Operation Christmas Child provides an opportunity for people of all ages to be involved in a simple, hands-on project of the Samaritan's Purse that focuses on the true meaning of Christmas, said Reneye Scheller, a leader.
“This has been a great opportunity to teach all the children about having a spirit of cheerful giving and learning how to express gratitude for the many blessings we have that many others can only dream about,” said Scheller.
Canadians are involved each year, filling shoe boxes with items such as: hygienic items, school supplies and toys, she said. All the children recipients are treated the same, regardless of gender, race or religion. Some of the other items that may be included are: when culturally appropriate, copies of a book, entitled The Greatest Gift, which has been translated into 130 different languages. The books are usually offered to children after the shoe boxes have already been distributed.

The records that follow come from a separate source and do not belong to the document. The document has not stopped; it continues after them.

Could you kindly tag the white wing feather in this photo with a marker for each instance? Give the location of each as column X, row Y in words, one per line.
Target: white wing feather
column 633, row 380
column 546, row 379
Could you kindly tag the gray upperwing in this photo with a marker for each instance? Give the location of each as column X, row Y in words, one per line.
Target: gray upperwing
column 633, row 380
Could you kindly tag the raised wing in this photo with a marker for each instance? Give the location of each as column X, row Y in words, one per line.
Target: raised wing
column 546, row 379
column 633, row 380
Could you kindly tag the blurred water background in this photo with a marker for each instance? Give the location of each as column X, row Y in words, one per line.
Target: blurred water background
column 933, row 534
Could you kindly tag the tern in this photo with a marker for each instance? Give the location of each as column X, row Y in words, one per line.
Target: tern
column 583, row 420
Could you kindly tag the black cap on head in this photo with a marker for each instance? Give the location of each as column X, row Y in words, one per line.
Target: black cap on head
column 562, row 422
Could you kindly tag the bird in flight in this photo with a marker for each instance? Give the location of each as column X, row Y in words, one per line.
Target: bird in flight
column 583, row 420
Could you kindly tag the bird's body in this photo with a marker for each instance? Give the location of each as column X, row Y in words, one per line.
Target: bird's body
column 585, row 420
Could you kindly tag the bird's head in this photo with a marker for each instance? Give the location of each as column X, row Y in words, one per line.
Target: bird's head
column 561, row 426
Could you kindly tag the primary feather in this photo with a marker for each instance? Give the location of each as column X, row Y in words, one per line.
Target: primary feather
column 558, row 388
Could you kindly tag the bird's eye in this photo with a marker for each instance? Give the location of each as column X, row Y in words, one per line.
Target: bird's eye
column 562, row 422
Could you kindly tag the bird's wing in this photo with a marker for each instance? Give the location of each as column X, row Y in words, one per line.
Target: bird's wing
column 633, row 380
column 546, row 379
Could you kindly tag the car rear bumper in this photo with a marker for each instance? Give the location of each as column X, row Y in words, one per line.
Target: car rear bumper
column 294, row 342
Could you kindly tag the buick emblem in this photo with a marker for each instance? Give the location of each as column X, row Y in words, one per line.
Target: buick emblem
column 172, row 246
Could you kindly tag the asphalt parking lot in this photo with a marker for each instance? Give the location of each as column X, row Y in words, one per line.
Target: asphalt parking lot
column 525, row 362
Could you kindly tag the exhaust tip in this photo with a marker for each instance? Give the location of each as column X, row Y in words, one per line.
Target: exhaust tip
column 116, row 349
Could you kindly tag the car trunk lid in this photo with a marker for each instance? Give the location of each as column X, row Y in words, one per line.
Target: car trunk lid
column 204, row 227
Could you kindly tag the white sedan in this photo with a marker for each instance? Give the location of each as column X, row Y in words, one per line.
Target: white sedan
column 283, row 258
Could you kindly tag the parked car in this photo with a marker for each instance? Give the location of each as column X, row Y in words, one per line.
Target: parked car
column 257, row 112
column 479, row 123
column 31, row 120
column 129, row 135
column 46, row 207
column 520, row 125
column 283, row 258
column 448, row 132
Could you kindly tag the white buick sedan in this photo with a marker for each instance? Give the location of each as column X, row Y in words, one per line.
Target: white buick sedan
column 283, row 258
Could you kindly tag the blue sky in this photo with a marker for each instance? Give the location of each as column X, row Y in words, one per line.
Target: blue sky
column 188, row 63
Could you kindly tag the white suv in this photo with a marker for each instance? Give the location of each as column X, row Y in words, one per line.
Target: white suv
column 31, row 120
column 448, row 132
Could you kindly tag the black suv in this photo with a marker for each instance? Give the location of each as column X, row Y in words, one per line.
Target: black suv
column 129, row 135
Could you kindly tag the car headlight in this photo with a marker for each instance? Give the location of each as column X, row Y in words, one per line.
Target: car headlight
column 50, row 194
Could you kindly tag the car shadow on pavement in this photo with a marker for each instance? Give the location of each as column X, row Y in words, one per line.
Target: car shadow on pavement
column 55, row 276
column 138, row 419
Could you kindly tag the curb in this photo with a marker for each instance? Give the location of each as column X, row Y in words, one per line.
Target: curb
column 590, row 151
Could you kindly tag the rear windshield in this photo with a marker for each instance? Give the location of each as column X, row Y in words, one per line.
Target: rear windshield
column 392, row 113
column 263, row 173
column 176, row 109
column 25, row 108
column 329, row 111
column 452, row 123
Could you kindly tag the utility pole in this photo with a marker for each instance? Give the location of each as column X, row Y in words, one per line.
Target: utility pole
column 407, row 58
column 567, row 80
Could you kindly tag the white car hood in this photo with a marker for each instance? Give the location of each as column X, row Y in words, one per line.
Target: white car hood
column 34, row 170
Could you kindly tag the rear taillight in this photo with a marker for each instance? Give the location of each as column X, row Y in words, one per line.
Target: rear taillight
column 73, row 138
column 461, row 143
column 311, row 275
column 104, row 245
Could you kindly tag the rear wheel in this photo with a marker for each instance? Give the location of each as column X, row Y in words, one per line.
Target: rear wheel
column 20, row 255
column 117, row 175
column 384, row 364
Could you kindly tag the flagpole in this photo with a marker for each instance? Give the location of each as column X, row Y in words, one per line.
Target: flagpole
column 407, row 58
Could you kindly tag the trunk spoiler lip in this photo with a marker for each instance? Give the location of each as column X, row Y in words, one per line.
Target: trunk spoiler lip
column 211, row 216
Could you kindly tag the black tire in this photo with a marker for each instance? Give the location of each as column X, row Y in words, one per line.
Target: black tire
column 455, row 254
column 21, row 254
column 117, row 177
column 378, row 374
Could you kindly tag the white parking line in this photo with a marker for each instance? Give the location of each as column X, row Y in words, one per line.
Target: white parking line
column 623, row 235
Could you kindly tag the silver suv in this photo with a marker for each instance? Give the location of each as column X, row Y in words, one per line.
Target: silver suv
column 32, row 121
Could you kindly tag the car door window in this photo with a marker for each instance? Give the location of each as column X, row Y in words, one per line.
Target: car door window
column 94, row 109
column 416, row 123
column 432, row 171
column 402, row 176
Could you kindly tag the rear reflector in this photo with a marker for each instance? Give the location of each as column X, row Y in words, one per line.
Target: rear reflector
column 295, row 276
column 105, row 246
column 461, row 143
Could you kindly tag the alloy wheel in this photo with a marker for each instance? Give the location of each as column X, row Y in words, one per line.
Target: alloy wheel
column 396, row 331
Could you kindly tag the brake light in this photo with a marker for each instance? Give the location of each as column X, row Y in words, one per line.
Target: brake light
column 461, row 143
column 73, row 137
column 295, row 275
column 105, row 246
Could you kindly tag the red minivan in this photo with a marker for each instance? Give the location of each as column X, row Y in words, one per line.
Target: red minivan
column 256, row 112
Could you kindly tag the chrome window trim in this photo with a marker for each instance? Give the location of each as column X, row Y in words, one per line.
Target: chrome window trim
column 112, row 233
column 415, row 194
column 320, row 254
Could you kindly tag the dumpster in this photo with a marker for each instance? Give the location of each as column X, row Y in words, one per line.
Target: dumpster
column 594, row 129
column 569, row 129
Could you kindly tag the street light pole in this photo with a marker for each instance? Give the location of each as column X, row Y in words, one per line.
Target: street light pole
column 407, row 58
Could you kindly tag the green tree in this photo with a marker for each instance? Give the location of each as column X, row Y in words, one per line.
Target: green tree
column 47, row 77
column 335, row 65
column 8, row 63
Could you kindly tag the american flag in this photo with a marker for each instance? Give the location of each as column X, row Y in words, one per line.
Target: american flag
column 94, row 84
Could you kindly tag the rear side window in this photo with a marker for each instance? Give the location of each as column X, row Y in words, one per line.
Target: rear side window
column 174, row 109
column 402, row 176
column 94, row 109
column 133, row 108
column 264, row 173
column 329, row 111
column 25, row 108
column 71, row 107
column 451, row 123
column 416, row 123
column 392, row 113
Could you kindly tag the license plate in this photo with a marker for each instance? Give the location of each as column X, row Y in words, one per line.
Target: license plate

Following the shoe box distributions, local churches and ministry partners are equipped with a 12-lesson Bible study course, titled The Greatest Journey, which introduces children to Jesus, shows them how to receive Him and follow Him, and equips them to share their faith with family and friends.
Operation Christmas Child was started in 1990. In 1993, Operation Christmas Child grew and was adopted by Samaritan's Purse, a Christian organization run by Franklin Graham. To date, Operation Christmas Child has collected and distributed over 100 million shoe box gifts worldwide. In 2014, Canadians donated more than 700,474 Operation Christmas Child shoe boxes for hurting children around the world.
In 2014, shoe boxes were distributed in Uruguay, El Salvador, Guatemala, Sierra Leone, Guinea Bissau, Venezuela, Iraq, Equatorial Guinea, Costa Rica, Guinea, Haiti, Nicaragua, Chile (including Easter Island), Senegal, and Ukraine.